This is a simplified example but includes all the necessary components to get started. Check out the Cheetah C demo on GitHub for a complete demo application.

Build & Run

Build and run the application:

Linux (gcc) and Raspberry Pi (gcc)

gcc -std=c99 -O2 -Wall -Wextra -I./pvrecorder/include -I./cheetah/include -o cheetah_tutorial cheetah_tutorial.c -ldl

./cheetah_tutorial

macOS (clang)

clang -std=c99 -O2 -Wall -Wextra -I./pvrecorder/include -I./cheetah/include -o cheetah_tutorial cheetah_tutorial.c

./cheetah_tutorial

Windows (MinGW)

gcc -std=c99 -O2 -Wall -Wextra -I./pvrecorder/include -I./cheetah/include -o cheetah_tutorial.exe cheetah_tutorial.c

./cheetah_tutorial.exe

Troubleshooting Common Issues

1. Speech-to-Text Returns Silence or No Transcription

Make sure you're capturing audio from the correct microphone. If you're using PvRecorder, check that it's set up properly before proceeding.

2. Partial Words or Truncated Transcriptions

If words appear cut off or transcriptions seem incomplete, you may be terminating the audio stream before all buffered audio has been processed. Cheetah Streaming Speech-to-Text maintains an internal buffer to ensure accurate context-based recognition.

Solution: Always call pv_cheetah_flush after you've finished streaming audio. This function processes any remaining buffered audio and returns the final transcript segment.

3. Increase Transcription Speed

If you need faster transcriptions than the default model provides, consider using a Cheetah fast model instead.
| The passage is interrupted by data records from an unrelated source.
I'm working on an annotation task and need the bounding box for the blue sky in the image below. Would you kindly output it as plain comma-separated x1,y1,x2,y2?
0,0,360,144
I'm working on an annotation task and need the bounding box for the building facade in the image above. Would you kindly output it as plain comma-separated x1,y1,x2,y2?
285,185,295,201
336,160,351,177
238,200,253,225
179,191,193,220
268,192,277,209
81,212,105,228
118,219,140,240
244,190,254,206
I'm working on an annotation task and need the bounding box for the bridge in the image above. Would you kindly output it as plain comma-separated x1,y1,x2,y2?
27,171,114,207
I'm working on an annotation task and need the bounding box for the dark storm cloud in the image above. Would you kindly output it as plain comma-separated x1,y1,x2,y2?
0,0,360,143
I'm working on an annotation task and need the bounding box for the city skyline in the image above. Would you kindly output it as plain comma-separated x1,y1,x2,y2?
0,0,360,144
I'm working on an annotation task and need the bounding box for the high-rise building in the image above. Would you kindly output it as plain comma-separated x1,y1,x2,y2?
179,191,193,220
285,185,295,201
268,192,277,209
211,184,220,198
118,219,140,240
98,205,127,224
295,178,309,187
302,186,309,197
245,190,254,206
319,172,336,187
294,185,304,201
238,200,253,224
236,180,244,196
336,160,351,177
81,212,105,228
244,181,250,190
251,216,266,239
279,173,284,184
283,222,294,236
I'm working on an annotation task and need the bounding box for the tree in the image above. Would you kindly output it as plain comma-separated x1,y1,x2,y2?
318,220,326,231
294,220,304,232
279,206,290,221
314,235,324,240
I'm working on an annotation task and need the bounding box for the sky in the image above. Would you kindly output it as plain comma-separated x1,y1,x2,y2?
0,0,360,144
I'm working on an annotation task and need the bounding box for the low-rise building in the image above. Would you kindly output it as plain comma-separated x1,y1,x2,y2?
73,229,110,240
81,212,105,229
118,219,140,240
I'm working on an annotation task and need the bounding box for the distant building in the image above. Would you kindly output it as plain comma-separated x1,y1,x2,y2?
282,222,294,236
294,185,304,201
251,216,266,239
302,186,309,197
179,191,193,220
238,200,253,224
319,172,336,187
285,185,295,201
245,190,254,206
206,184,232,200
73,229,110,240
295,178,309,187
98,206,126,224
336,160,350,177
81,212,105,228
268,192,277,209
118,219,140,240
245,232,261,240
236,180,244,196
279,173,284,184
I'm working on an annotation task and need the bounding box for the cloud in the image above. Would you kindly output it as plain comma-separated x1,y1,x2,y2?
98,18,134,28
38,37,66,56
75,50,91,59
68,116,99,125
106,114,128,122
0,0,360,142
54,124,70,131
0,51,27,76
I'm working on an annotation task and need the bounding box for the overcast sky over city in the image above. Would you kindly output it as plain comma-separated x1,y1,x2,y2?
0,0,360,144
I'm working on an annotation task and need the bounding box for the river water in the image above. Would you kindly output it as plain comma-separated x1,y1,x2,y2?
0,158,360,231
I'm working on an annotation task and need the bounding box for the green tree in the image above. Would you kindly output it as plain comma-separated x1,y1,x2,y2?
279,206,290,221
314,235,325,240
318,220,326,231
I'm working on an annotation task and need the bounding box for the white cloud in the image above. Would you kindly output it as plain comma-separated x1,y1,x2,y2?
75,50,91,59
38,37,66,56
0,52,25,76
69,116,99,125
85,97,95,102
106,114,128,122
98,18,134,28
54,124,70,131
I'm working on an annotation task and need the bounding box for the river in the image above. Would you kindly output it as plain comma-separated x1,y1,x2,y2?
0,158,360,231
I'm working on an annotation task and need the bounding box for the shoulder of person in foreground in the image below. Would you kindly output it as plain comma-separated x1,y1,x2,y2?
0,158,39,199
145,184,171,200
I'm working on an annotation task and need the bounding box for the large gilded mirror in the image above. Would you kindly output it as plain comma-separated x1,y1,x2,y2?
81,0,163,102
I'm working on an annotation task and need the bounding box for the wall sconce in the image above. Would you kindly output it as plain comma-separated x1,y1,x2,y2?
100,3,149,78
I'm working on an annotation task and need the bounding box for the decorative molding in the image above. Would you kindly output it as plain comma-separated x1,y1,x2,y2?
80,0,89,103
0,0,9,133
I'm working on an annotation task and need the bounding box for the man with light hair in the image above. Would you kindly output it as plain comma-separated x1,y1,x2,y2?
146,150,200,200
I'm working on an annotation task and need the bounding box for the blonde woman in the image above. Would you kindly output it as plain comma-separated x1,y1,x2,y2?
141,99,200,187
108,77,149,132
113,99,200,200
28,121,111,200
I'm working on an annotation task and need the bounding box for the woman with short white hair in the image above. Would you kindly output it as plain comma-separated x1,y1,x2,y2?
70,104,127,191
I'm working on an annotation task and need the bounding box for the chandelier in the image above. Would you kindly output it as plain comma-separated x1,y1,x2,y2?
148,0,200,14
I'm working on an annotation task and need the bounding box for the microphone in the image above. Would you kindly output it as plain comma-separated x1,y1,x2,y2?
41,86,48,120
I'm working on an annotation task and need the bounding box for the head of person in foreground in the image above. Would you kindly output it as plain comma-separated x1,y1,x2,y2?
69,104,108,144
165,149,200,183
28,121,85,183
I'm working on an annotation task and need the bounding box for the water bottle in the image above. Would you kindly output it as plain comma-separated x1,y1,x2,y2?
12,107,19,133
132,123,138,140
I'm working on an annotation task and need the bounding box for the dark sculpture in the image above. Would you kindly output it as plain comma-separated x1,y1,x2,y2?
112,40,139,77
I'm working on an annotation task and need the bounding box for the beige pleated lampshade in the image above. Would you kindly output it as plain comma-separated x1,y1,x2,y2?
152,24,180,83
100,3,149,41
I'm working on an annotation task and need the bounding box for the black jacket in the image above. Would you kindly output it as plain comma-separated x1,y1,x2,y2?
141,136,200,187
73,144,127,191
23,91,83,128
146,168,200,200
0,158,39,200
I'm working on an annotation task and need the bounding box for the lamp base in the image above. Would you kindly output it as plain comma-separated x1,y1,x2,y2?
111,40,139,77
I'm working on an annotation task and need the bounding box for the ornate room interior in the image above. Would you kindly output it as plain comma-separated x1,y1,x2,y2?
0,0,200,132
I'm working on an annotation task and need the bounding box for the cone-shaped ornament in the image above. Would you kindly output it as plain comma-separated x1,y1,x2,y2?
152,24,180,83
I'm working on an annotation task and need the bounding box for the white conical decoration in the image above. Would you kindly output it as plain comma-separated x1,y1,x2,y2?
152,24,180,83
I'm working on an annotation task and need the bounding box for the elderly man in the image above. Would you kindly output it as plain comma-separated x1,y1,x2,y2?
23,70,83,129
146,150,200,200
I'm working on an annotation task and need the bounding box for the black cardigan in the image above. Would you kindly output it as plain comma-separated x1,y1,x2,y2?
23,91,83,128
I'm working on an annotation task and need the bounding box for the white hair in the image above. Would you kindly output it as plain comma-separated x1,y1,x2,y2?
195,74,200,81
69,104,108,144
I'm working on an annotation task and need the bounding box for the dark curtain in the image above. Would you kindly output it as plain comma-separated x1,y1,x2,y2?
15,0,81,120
Solution: Switch to a fast model variant designed for lower latency. Fast models process audio more quickly with a minor reduction in accuracy—typically acceptable for real-time applications where responsiveness is critical.

4. Library Initialization Fails on Target Platform

If Cheetah fails to initialize, you may be using an incorrect library binary for your system architecture.

Solution: Download the correct library file for your specific platform and architecture combination (e.g., Linux x86_64, macOS ARM64, Windows x86_64, Raspberry Pi). The library file extension varies by platform: .so (Linux), .dylib (macOS), .dll (Windows).

Start Building

Frequently Asked Questions

Can I use multiple STT engines simultaneously in C?

Yes. You can run each engine on its own thread with separate audio buffers. Ensure proper synchronization to avoid race conditions.

What is the ideal audio frame size for streaming STT in C?

Frame sizes of 256–1024 samples are typical. Picovoice engines typically require a frame size of 512. Smaller frames reduce latency but increase CPU usage; larger frames reduce CPU load but increase latency.

How do I compile for cross-platform deployment from a single codebase?

The code in this tutorial is already cross-platform. Use conditional compilation directives (e.g. "#if defined(_WIN32)") to handle platform-specific library loading. Compile with the appropriate compiler for each target platform: gcc for Linux and Raspberry Pi, clang for macOS, MinGW for Windows.

How do I handle microphone input on different platforms?

Use a cross-platform library like PvRecorder. It abstracts away platform-specific APIs and provides a consistent interface for capturing live audio from microphones on Linux, Windows, macOS, and Raspberry Pi.